These are fascinating ideas that have a chance to work if we can step out of daily reality and look objectively at what our current monetary system is doing to our planet, and ourselves.
We must never forget that money is only a tool – it is neither evil nor good. It is what we choose to do with it.
I propose we start to consider new ways to use money so that it benefits all people (not just a few bankers and their friends who control money creation), and acts to protect what is sacred in our lives – people, clean air, clean water and nutritious food.
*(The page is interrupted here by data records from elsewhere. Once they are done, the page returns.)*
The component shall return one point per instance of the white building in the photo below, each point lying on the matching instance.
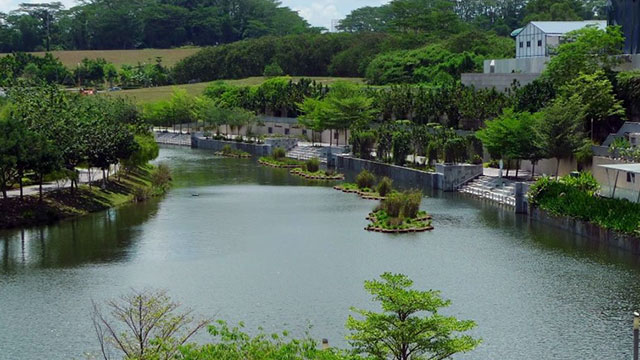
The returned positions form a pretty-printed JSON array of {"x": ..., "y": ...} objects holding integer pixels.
[{"x": 538, "y": 38}]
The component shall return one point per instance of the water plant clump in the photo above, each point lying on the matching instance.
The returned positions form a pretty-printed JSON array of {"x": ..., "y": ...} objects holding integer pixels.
[
  {"x": 278, "y": 159},
  {"x": 400, "y": 213},
  {"x": 228, "y": 151},
  {"x": 311, "y": 170}
]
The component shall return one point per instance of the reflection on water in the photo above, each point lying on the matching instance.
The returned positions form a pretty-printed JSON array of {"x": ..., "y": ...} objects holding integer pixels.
[
  {"x": 97, "y": 238},
  {"x": 273, "y": 250}
]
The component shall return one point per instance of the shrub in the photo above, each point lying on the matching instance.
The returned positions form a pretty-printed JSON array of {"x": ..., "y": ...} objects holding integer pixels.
[
  {"x": 392, "y": 205},
  {"x": 584, "y": 182},
  {"x": 279, "y": 153},
  {"x": 227, "y": 150},
  {"x": 365, "y": 180},
  {"x": 384, "y": 186},
  {"x": 411, "y": 204},
  {"x": 313, "y": 165},
  {"x": 161, "y": 177}
]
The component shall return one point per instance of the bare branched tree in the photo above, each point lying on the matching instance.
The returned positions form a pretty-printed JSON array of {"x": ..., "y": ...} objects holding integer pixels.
[{"x": 144, "y": 325}]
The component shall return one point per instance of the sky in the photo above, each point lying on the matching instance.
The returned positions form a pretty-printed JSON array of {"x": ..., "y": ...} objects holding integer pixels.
[{"x": 317, "y": 12}]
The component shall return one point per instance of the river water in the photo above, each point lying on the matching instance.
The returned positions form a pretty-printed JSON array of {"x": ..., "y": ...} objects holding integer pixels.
[{"x": 260, "y": 246}]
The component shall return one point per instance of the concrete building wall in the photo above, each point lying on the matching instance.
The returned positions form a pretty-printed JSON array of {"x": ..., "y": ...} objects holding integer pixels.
[
  {"x": 531, "y": 42},
  {"x": 501, "y": 82},
  {"x": 627, "y": 184},
  {"x": 548, "y": 166}
]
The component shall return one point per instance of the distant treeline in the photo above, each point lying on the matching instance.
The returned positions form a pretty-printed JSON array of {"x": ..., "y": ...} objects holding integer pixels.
[{"x": 123, "y": 24}]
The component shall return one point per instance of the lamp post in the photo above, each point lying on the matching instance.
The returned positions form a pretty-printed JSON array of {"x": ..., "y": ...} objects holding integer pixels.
[{"x": 636, "y": 333}]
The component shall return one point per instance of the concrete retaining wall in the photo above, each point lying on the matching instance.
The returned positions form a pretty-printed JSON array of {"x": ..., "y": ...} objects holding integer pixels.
[
  {"x": 447, "y": 178},
  {"x": 501, "y": 82},
  {"x": 217, "y": 145},
  {"x": 594, "y": 232},
  {"x": 200, "y": 142}
]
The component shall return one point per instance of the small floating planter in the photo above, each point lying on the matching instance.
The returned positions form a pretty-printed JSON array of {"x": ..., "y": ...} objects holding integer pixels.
[
  {"x": 280, "y": 163},
  {"x": 239, "y": 155},
  {"x": 317, "y": 175},
  {"x": 365, "y": 193},
  {"x": 381, "y": 222}
]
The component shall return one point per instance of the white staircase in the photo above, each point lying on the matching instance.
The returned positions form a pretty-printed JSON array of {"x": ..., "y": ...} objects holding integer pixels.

Source: Pittsburgh City Paper
Money, or at least the desire for it, is at the root of our biggest problems, from injustice and economic inequality to environmental destruction. The need for money always seems to make us do the wrong thing: Hoard wealth, strip the land.
But it needn’t be so. In his 2011 book Sacred Economics author and speaker Charles Eisenstein proposes fresh, even radical ways to think about how money is created, and even what it’s for.
Money as we know it is created through interest-bearing debt. It’s born when a central bank, like the Federal Reserve, purchases securities, or when your neighborhood bank makes a loan. The issuers of money demand to be paid back, with interest…
…By contrast, Eisenstein argues, the proper purpose of money is simply to connect people who need something with people who have something to give — “to facilitate the flow of gifts.”
But how? Eisenstein argues for creating money differently.
Rather than fabricating it from interest, or basing it arbitrarily on, say, piles of gold, “My idea is that we create money out of what’s becoming sacred to humanity today,” he says in a phone interview. “Intact ecosytems, rainforests, the beauty of the planet. The integrity of indigenous cultures. The health of the watershed. The sustainability of the aquifers, and the well-being of all human beings on earth.”
Eisenstein proposes setting up bioregional governments that would issue money based on things like the ability of the atmosphere to absorb air pollution, or the amount of water that can be sustainably drawn from a region’s aquifer.
“Today, there’s really not much of an incentive to conserve water,” he says. “But if aquifer depletion became very expensive, then conservation would have a financial incentive, and you’d be aligning money with what is sacred.”
Eisenstein also proposes that we reform the money system by making interest rates negative. In other words, the longer you held money, the less it would be worth: It would “decay.” And an interest rate of, say, negative-3 percent would encourage people to spend money and to loan it out (even at a low, or a 0 percent, return). That would spur economic activity. And it would help redefine wealth as a flow of resources, rather than an accumulation. (Negative interest differs from inflation, he says, largely because it would affect everyone equally — unlike inflation, which tends to raise prices and wages at different rates.)